I thought it would be...easier. I already know my characters (or so I thought). I knew my setting. I knew *most* of my plot. Granted, all these things are constantly evolving during the writing process, but having a detailed outline to work off of and a good handle on the first half of this novel, I was sure NaNoWriMo this year would be a breeze.

Cue sighs of frustration, hair-pulling and the constant temptation to buy chocolate and cheetos to get me through yet another difficult scene. For one agonizing stretch of three days, I couldn't write at all (except in a journal format, possibly breaking more NaNoWriMo rules).

I managed to get through it, with much brainstorming and several scenes written purely on a "trial and error" basis, and some frantic stretches of writing to get caught up.

And now I officially think endings are harder than beginnings, because:

1) you have to tie your character's internal arc into the plot's turning points or high and low points

2) you have to ratchet up the tension near the end to breathless levels

3) you can wing a lot of things in the first half of novel because you're assuming you'll have it all figured for the second half. Hah.

4) you have to tie your plot strings together logically. Defensibly. Hah hah.

5) you have to account for all your characters and sub plots. How did this get so complicated?

6) your outline fails you at the end. You thought you had it all worked out, but when the rubber hits the road, it's a whole different story.

Almost literally, a whole different story.

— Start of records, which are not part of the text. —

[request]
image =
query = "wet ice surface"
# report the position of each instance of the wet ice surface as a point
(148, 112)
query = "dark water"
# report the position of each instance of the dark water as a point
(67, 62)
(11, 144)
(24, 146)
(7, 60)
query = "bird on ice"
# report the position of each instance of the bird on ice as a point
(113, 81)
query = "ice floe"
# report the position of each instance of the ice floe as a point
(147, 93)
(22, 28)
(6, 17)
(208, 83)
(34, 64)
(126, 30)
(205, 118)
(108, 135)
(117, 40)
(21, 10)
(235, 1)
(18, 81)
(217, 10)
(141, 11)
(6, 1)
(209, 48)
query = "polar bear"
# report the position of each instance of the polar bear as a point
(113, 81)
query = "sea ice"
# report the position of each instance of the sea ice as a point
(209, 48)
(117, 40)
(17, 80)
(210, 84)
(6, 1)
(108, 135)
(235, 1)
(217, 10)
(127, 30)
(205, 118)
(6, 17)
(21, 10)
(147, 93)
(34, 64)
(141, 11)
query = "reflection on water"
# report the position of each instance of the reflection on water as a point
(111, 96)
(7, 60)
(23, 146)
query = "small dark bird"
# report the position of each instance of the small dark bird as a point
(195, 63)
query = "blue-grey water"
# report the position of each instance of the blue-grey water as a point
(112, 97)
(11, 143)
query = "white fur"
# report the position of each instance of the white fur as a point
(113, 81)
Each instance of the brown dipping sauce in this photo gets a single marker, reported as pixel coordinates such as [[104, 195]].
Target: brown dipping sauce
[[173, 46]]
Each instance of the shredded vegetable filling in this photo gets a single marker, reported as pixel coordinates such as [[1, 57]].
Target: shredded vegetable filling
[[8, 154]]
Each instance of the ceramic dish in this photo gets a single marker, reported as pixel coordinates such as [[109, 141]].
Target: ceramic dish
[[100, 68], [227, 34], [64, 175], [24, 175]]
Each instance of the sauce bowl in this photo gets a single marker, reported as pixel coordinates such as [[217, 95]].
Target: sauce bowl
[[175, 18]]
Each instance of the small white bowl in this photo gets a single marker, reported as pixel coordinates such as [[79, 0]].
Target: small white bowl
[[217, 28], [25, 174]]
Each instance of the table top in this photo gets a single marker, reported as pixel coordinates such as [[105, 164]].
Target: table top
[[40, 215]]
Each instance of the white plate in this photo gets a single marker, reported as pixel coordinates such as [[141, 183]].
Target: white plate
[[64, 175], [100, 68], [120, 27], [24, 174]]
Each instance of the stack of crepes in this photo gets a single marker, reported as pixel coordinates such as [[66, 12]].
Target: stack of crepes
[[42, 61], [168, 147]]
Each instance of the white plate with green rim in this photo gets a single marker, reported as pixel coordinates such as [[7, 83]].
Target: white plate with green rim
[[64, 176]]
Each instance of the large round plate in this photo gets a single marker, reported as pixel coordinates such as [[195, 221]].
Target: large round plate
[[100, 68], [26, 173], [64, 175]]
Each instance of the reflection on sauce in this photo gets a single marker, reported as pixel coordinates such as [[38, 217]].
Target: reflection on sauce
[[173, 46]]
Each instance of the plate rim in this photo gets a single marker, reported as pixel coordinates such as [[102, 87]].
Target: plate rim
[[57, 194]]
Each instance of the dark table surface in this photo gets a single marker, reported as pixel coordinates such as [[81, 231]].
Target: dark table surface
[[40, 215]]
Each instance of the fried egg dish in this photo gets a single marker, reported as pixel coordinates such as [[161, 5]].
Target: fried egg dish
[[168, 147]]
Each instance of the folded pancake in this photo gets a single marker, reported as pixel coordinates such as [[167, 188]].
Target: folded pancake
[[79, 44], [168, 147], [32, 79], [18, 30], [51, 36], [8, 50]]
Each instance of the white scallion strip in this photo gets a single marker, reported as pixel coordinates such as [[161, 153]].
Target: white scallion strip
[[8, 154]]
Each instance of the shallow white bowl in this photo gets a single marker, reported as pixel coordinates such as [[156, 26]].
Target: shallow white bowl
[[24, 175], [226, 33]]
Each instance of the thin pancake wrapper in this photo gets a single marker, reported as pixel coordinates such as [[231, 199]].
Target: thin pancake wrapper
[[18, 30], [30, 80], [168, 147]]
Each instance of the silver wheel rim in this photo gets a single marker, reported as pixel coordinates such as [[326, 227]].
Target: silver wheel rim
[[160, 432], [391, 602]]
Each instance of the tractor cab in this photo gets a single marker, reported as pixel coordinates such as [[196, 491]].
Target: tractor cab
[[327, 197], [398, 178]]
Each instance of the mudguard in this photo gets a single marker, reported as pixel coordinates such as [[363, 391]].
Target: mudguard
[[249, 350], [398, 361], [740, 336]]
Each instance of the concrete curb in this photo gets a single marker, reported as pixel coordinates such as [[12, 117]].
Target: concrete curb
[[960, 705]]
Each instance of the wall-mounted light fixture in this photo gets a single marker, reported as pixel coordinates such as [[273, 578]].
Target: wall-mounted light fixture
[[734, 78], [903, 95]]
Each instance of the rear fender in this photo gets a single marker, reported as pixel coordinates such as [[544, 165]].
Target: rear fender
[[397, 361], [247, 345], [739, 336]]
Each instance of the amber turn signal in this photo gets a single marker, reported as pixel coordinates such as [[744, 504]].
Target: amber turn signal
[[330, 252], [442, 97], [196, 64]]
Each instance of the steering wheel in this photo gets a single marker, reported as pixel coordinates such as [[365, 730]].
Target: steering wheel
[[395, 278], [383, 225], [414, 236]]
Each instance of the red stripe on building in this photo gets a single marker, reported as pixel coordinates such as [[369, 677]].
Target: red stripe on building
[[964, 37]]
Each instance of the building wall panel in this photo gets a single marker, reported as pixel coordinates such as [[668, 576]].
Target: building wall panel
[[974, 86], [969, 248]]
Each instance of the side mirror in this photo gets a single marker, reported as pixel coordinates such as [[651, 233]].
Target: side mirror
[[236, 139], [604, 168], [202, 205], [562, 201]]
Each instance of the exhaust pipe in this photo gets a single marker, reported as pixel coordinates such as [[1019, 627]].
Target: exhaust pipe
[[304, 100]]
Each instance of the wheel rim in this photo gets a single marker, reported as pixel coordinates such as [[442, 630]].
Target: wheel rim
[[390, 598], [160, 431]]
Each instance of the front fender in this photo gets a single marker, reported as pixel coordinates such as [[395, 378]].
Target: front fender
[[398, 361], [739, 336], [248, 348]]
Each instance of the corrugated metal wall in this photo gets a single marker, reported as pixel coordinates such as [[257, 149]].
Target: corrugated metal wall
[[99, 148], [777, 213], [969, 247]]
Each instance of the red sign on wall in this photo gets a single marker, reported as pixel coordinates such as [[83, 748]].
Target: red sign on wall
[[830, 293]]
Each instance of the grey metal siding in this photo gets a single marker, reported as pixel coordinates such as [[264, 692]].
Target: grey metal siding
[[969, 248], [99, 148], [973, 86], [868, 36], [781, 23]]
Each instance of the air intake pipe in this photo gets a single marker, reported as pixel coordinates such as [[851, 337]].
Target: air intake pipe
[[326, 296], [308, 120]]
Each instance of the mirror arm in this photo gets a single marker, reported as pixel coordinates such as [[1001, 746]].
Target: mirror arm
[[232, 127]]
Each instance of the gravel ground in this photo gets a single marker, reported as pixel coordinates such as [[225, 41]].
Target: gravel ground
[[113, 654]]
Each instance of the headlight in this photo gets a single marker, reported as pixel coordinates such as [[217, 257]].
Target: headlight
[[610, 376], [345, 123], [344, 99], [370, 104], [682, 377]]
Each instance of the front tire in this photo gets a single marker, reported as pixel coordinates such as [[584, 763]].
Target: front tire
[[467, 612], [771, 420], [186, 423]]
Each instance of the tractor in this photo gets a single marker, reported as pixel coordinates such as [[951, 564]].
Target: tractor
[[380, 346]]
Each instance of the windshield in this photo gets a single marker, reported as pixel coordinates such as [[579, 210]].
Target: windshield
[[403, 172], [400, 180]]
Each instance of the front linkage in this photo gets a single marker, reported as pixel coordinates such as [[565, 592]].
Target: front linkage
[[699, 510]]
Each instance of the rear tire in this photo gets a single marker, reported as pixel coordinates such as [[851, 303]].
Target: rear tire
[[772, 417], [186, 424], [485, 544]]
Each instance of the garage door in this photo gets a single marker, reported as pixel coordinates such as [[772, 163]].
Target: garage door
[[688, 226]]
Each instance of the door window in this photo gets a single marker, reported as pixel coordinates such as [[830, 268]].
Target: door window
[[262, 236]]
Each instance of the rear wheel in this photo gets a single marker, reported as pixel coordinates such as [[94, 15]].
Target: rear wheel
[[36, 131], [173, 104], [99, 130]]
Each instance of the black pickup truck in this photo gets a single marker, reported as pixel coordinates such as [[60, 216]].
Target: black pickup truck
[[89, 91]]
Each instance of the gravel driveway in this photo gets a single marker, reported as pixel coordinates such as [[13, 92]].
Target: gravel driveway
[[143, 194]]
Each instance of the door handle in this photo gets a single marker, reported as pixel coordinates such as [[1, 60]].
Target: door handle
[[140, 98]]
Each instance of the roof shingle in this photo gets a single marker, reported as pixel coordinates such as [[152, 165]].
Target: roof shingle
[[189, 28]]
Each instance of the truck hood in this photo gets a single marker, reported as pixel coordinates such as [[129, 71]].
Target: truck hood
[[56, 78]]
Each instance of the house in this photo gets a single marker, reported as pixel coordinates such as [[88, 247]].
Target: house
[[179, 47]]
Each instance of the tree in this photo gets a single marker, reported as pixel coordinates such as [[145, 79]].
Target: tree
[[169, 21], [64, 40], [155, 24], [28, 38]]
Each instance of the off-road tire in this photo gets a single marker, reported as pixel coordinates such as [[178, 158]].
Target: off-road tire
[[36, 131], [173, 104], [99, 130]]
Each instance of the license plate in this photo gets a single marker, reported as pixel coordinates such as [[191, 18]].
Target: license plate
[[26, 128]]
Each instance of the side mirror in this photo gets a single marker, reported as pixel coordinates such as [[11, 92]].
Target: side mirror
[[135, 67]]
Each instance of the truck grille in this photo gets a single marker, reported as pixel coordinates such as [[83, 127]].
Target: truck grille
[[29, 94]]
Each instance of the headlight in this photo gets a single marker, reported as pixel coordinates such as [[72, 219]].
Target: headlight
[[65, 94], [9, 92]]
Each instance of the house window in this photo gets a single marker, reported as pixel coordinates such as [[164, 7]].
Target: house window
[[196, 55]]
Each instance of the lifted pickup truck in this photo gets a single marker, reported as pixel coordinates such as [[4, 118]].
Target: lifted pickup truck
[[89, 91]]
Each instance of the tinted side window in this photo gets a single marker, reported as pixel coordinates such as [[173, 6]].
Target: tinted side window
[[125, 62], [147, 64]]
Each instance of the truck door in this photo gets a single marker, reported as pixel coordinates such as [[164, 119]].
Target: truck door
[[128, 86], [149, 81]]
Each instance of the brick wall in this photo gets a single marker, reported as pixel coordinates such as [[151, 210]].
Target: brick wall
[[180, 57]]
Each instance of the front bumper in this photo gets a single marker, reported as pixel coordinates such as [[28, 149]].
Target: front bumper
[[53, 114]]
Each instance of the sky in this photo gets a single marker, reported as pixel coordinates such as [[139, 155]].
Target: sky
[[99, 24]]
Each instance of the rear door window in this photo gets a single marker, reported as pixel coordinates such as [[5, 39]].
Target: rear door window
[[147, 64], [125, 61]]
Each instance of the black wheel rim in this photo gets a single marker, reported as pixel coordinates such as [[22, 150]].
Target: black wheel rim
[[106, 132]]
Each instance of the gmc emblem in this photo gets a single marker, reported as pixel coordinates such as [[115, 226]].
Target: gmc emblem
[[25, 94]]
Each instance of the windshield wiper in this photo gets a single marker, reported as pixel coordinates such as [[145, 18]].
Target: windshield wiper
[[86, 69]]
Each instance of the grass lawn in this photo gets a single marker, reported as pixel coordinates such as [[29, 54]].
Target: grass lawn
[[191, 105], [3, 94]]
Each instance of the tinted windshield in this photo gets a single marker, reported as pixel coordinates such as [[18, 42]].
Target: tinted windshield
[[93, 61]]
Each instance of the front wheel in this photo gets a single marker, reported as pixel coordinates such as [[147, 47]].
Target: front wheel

One thing I am still sure of: NaNoWriMo rocks. I love my NaNo buddies. Leslie Rose, Highland Writer, Susan Kaye Quinn, Sunshine 21, Vicki Tremper, you guys and your progress bars kept me going. Really. Thank you, even when I wanted to kill you for almost always being ahead of me. (Except for Susan. Everyone needs a come-from-behind hero).

And you know that feeling when you write the last sentence of your novel?  If you don't, keep at till you get there. Because it is amazing. There are no words to really capture it - and I've been through 50,000 words lately.

here's my last line:

“Don’t worry,” I say with a smile, sure of myself. “He’ll come back.” 

So what do you think is harder, beginnings or endings?